Most grippers used by individuals, professionals, or industrial machines are based on the human hand or a claw. While there are advantages to this design, it is not ideal for grabbing oddly shaped objects or ones that are much larger or smaller than the grabber itself. They can also be challenging to use with fragile items.
This is where this new design stands out.
As a long and flat object, it can take advantage of having a larger surface area than a hand or claw. This increases the holding force without needing to apply more pressure, a principle that would be known to anyone who has tried to hold something with their fingernails rather than their palm. The coiling motion is made possible by the "manufacturing process involving computerised apparel engineering and applied newly designed, highly sensitive liquid metal-based tactile sensors for detecting the grip force required," according to study co-author Professor Nigel Lovell.

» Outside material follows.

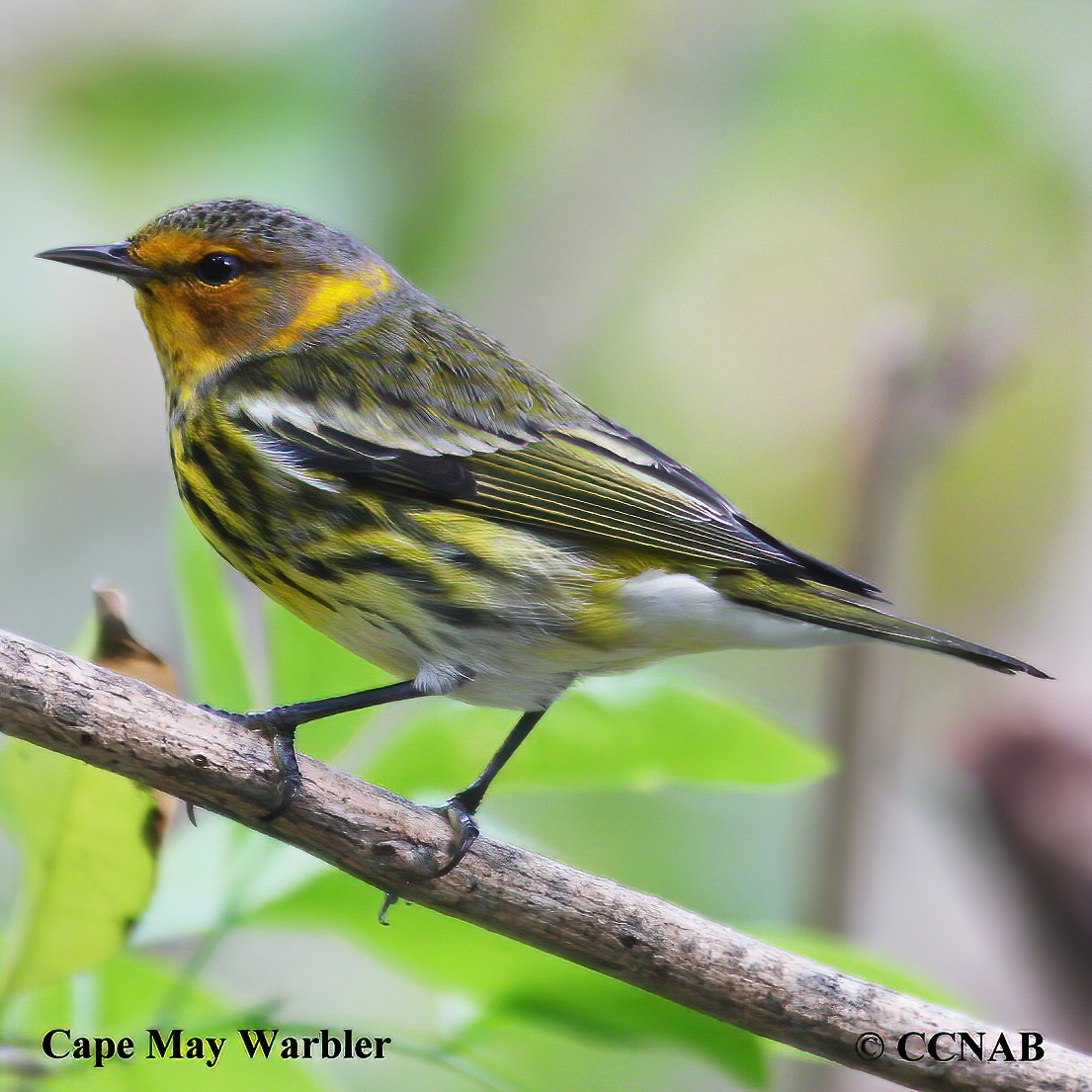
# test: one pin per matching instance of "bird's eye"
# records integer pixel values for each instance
(217, 269)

It also features a very precise force sensor, which allows it to detect how much grip is needed and to prevent it from breaking the object. The grabber's ability to change shape is considered a further advantage, as it allows it to enter into small spaces to collect items, as seen in the demonstration with a pencil in a tube.
A prototype gripper used during testing weighed a mere 8.2 grams and lifted an object of 1.8 kilograms (almost 4 pounds) – that's more than 220 times the gripper's mass. Another one that was 11.8 inches long wrapped around an item with a diameter of 1.2 inches. The production methods for the device are scaleable, and variations of the design can be made much larger.
The researchers suggest that the tool could find wide application in fields where fragile objects are handled, such as agriculture, the exploration industries, rescue operations, assistant services, and other areas where claw or hand-shaped grippers are impractical or sub-optimal.
Dr. Do has also stated, "We are also working on combining the gripper with our recently announced wearable haptic glove device, which would enable the user to remotely control the gripper while experiencing what an object feels like at the same time."
He also suggested that the gripper could be mass-produced for commercial use within a year if a manufacturing partner can be found.